This repository is for a course Project in Machine Learning
- Increasing energy consumption and environmental impact necessitate innovative solutions.
- Traditional methods of tracking household electricity lack detail, resulting in inefficient energy use and higher bills.
- Our project utilizes advanced machine-learning techniques to address these challenges.
- By leveraging submeter readings and regression models, we accurately predict and categorize electricity consumption by individual appliances.
- This empowers homeowners with precise insights to optimize energy usage, reduce costs, and contribute to sustainability.
- Our project employs diverse machine-learning techniques to predict household electricity usage accurately.
- Analyzing submeter readings from various appliances enables us to understand energy usage patterns and consumption behaviors.
- We aim to develop a high-performing model that identifies energy-hungry appliances and optimizes usage.
- This initiative could revolutionize energy management, promoting sustainability and cost reduction.
- The model's versatility extends to smart grid management and energy-efficient urban planning.
- Ultimately, our goal is to empower individuals and communities to make informed decisions and reduce the ecological footprint of electricity consumption.
- The dataset contains six months of electricity consumption records from January 2007 to June 2007 for a household.
- It includes various metrics such as global active power, global reactive power, voltage, and global intensity.
- Sub-metering data is available for specific areas within the home, including the kitchen, laundry room, electric water heater, and air conditioner.
- With a total of 260,640 measurements, this dataset is valuable for comprehending and analyzing patterns in household electricity consumption.
- Data preprocessing techniques have been applied to ensure the dataset's quality and usability for analysis.

Our main objective is to develop a predictive model for predicting household electricity consumption by employing machine learning algorithms.

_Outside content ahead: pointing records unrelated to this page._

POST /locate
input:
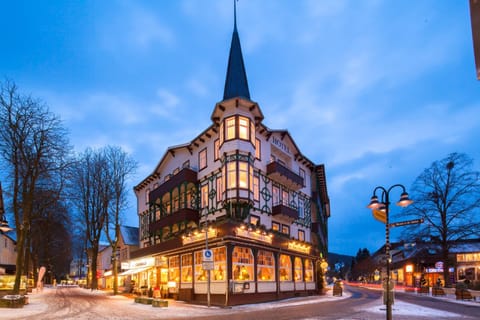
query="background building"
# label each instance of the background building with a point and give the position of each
(245, 192)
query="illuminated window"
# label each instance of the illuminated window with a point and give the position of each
(187, 268)
(301, 173)
(276, 196)
(230, 128)
(265, 266)
(252, 132)
(243, 174)
(256, 188)
(174, 269)
(204, 195)
(298, 266)
(301, 211)
(242, 264)
(285, 197)
(221, 133)
(202, 159)
(200, 274)
(232, 175)
(216, 150)
(301, 235)
(243, 128)
(220, 263)
(285, 268)
(147, 195)
(275, 226)
(237, 127)
(308, 270)
(219, 189)
(255, 220)
(258, 149)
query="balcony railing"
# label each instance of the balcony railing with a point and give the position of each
(285, 176)
(184, 214)
(281, 209)
(185, 175)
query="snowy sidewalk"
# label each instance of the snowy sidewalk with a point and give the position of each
(112, 306)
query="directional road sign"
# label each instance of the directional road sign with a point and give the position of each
(404, 223)
(380, 215)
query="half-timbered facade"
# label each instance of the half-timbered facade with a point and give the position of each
(245, 192)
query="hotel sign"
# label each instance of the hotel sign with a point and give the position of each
(254, 235)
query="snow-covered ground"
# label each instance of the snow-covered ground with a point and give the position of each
(113, 307)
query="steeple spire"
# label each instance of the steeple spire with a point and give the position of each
(236, 84)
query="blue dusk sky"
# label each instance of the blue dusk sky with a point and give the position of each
(375, 90)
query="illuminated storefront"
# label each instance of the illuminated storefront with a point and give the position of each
(246, 193)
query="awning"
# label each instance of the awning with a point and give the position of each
(133, 271)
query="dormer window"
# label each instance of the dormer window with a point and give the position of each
(237, 127)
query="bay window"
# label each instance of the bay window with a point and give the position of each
(242, 264)
(265, 266)
(298, 266)
(308, 270)
(285, 268)
(237, 127)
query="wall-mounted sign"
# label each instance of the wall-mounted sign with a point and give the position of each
(300, 247)
(279, 144)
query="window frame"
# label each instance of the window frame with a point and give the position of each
(202, 159)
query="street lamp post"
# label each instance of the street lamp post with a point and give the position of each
(381, 211)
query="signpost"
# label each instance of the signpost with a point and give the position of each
(404, 223)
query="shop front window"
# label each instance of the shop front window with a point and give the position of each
(174, 269)
(242, 264)
(308, 270)
(187, 268)
(265, 266)
(244, 172)
(220, 262)
(243, 127)
(285, 268)
(298, 269)
(200, 274)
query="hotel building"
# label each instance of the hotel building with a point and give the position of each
(237, 215)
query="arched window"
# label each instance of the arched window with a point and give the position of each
(308, 270)
(242, 264)
(298, 266)
(285, 268)
(265, 266)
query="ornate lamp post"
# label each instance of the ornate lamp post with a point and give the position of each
(380, 211)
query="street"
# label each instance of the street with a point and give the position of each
(356, 303)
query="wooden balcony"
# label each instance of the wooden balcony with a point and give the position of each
(184, 214)
(278, 172)
(281, 209)
(185, 175)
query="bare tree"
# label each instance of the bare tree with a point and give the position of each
(90, 193)
(33, 144)
(447, 197)
(121, 167)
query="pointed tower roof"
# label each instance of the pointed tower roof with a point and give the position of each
(2, 208)
(236, 84)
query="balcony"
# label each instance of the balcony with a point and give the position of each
(278, 172)
(183, 214)
(281, 209)
(185, 175)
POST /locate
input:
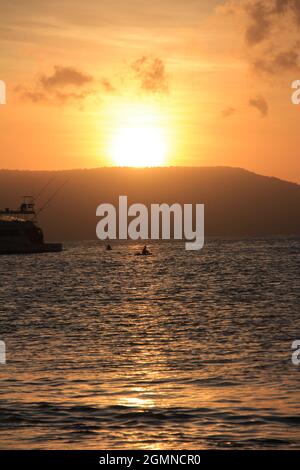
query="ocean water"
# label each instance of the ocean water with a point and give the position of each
(178, 350)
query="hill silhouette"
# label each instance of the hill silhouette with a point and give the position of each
(237, 202)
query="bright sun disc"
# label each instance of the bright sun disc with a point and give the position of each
(139, 146)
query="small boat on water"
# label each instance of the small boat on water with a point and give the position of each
(20, 233)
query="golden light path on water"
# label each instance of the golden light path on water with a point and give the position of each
(174, 351)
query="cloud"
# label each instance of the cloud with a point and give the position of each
(66, 85)
(260, 104)
(64, 76)
(227, 112)
(260, 23)
(69, 85)
(271, 33)
(279, 62)
(151, 74)
(107, 85)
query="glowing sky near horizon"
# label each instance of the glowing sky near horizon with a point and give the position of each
(212, 84)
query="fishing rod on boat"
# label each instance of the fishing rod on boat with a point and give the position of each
(52, 197)
(43, 188)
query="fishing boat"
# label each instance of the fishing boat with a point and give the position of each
(20, 232)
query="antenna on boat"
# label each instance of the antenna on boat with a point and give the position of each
(43, 188)
(52, 197)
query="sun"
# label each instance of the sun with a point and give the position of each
(139, 138)
(139, 146)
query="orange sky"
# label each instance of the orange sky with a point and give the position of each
(212, 77)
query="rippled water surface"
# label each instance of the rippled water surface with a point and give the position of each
(177, 350)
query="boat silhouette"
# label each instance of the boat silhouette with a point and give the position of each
(20, 232)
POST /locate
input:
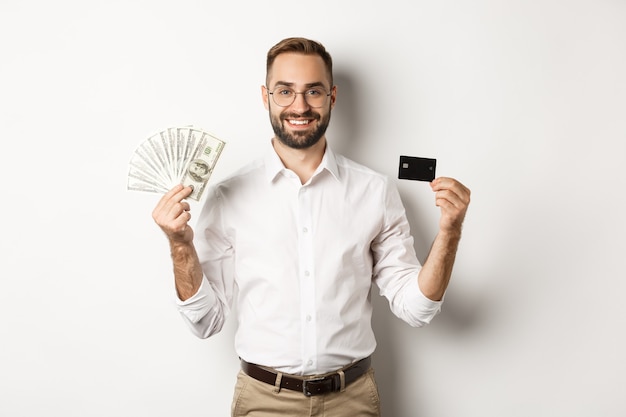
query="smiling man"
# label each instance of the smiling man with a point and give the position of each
(296, 239)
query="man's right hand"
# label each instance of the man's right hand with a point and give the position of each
(172, 215)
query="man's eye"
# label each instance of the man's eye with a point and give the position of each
(314, 92)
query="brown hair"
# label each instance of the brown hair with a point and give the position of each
(302, 46)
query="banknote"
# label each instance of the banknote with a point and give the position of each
(176, 155)
(201, 165)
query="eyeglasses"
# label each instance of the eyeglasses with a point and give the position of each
(285, 96)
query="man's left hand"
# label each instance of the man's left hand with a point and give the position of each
(453, 198)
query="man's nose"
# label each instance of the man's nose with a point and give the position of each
(300, 104)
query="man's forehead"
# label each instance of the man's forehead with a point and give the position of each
(298, 70)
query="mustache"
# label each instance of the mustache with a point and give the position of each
(308, 114)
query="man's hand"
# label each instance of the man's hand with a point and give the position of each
(453, 198)
(172, 215)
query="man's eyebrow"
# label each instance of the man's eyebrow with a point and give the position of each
(308, 85)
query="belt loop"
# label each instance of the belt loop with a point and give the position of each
(279, 377)
(342, 378)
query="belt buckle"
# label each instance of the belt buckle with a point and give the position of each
(314, 386)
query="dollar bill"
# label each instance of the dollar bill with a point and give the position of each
(177, 155)
(201, 164)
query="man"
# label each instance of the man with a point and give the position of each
(297, 238)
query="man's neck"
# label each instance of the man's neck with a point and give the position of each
(303, 162)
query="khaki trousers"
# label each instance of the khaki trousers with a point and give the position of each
(254, 398)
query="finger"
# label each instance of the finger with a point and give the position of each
(450, 184)
(449, 199)
(171, 205)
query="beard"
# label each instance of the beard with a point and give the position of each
(299, 140)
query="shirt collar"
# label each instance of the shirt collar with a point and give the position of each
(274, 166)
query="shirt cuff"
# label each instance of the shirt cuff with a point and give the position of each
(198, 305)
(422, 308)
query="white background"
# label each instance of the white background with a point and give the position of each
(523, 101)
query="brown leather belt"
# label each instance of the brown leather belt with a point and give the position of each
(309, 385)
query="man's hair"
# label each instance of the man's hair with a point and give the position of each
(300, 46)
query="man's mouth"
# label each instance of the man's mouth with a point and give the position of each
(298, 122)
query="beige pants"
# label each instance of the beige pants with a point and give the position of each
(257, 399)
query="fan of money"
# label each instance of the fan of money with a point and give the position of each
(176, 155)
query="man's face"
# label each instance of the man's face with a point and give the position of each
(299, 125)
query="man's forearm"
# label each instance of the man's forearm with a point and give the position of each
(435, 274)
(187, 270)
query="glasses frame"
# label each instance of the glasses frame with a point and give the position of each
(295, 94)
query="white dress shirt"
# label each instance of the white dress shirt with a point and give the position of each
(300, 259)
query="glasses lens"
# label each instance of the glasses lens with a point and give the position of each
(285, 96)
(316, 97)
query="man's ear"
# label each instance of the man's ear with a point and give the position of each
(265, 95)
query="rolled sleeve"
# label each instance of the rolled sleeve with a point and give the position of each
(419, 308)
(197, 306)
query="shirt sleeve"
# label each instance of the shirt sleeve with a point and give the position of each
(196, 307)
(396, 266)
(206, 311)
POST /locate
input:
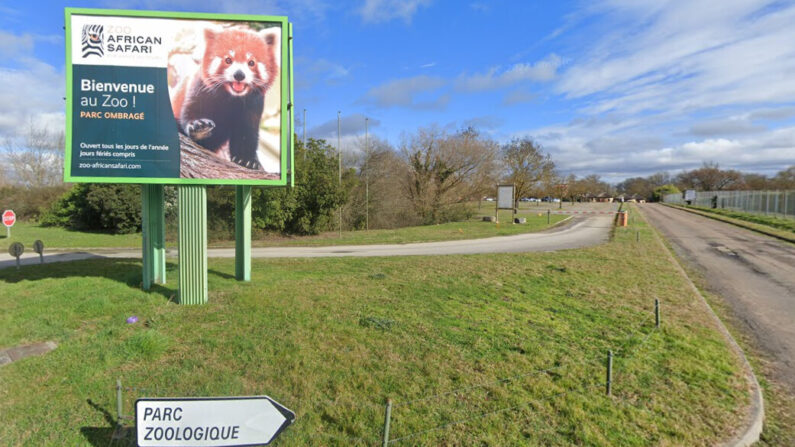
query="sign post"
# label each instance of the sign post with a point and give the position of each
(505, 201)
(133, 116)
(16, 249)
(153, 225)
(38, 247)
(243, 233)
(210, 422)
(9, 218)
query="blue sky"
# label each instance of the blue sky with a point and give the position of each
(618, 88)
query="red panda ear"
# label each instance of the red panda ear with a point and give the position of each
(209, 34)
(270, 35)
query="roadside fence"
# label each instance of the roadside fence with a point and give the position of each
(412, 421)
(771, 203)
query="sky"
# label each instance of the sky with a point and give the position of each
(619, 88)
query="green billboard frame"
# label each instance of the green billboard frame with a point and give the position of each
(286, 176)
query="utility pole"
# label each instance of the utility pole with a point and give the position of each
(339, 164)
(366, 178)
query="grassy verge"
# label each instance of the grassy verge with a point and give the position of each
(779, 401)
(59, 238)
(520, 338)
(56, 237)
(472, 229)
(769, 225)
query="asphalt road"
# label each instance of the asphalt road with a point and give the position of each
(753, 273)
(580, 231)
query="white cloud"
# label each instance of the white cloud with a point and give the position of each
(731, 126)
(12, 45)
(681, 56)
(306, 9)
(31, 90)
(669, 85)
(349, 125)
(494, 78)
(407, 92)
(585, 148)
(519, 96)
(378, 11)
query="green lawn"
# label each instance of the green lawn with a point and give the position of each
(780, 227)
(333, 338)
(56, 237)
(59, 238)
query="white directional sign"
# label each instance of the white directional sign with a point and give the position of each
(209, 422)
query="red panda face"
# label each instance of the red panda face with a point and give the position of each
(240, 61)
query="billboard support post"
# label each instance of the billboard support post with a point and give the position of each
(192, 228)
(243, 232)
(153, 223)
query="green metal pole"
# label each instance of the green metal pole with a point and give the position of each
(192, 244)
(609, 382)
(119, 414)
(387, 417)
(153, 225)
(656, 313)
(243, 232)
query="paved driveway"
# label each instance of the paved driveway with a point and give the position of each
(753, 273)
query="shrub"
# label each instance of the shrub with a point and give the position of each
(29, 203)
(114, 208)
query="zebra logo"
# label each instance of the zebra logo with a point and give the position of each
(92, 40)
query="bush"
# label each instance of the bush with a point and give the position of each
(308, 207)
(114, 208)
(30, 203)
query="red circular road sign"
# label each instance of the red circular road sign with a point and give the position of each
(9, 218)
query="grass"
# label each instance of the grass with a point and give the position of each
(59, 238)
(333, 338)
(780, 227)
(779, 401)
(56, 237)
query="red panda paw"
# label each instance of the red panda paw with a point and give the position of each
(247, 163)
(200, 129)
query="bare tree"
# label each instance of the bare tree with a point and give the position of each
(443, 170)
(36, 158)
(527, 167)
(709, 177)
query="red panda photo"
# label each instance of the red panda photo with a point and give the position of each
(220, 106)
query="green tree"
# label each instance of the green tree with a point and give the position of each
(114, 208)
(526, 165)
(664, 190)
(309, 207)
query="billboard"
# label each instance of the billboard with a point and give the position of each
(176, 98)
(505, 197)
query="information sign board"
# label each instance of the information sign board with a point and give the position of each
(209, 422)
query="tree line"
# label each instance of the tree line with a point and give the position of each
(431, 176)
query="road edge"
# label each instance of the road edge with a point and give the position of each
(735, 222)
(754, 420)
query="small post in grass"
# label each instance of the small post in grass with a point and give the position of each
(387, 416)
(118, 403)
(657, 313)
(609, 383)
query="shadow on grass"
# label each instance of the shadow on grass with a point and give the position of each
(111, 435)
(125, 271)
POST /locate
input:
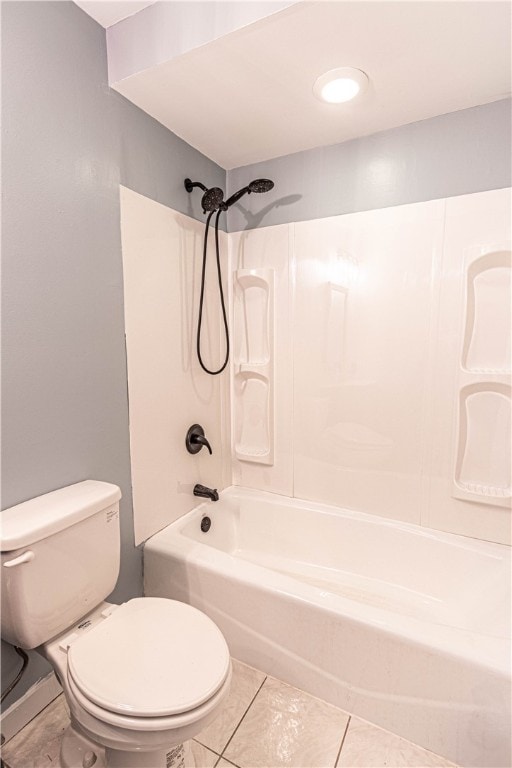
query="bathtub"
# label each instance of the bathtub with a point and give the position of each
(406, 627)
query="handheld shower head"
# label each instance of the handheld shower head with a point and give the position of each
(258, 185)
(261, 185)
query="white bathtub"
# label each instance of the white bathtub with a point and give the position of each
(406, 627)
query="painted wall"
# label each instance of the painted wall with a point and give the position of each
(68, 142)
(454, 154)
(168, 391)
(392, 377)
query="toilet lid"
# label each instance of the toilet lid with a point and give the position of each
(151, 657)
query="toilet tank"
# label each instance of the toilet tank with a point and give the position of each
(59, 560)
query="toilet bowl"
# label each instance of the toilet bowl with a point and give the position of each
(139, 678)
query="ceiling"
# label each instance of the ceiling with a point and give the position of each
(108, 12)
(247, 96)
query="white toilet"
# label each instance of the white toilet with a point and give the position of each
(140, 678)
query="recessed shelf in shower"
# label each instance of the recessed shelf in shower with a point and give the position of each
(253, 385)
(482, 455)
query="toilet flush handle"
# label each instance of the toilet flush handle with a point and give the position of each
(26, 557)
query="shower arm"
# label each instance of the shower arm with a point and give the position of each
(189, 185)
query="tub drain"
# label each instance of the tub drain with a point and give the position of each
(205, 524)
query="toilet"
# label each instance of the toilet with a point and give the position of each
(140, 678)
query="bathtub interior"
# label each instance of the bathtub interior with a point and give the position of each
(440, 578)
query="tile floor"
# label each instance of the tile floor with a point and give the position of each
(264, 724)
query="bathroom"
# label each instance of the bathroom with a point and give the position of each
(368, 308)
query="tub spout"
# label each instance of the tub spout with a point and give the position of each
(207, 493)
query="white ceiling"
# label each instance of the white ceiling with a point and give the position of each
(247, 96)
(108, 12)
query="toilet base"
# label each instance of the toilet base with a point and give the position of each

In addressing the regression problem, we have explored different ML regression algorithms on the Dataset.
1. Data Preprocessing
• Label Encoding
• Categorical Encoding
• One-Hot Encoding
• Feature Selection
• Target Variable
2. Data Splitting
In order to objectively assess the model’s performance, the dataset was methodically partitioned into distinct training and testing subsets. The training set comprised 80 percent of the data, serving as the foundation for model development, while the testing set constituted the remaining 20 percent, providing an independent dataset for rigorous model evaluation.
3. Models
(a) Linear Regression
(b) SGD (Stochastic Gradient Descent) Regression
(c) Ridge Regression
(d) Bayesian Regression
(e) Lasso Regression
(f) Decision Trees
(g) Random Forest Regressor
(h) MLP Regressor
(i) K Neighbours Regressor
4. Model Evaluation
The model’s performance was rigorously evaluated using three key metrics:
(a) Mean Squared Error (MSE)
(b) Root Mean Squared Error (RMSE)
(c) R-squared (R2) Score
5. RESULT AND ANALYSIS
After trying out all the regression models, we collected results for all of them and compared them using established metrics like MSE, RMSE, and R2 Score. Random Forest gave us the best results.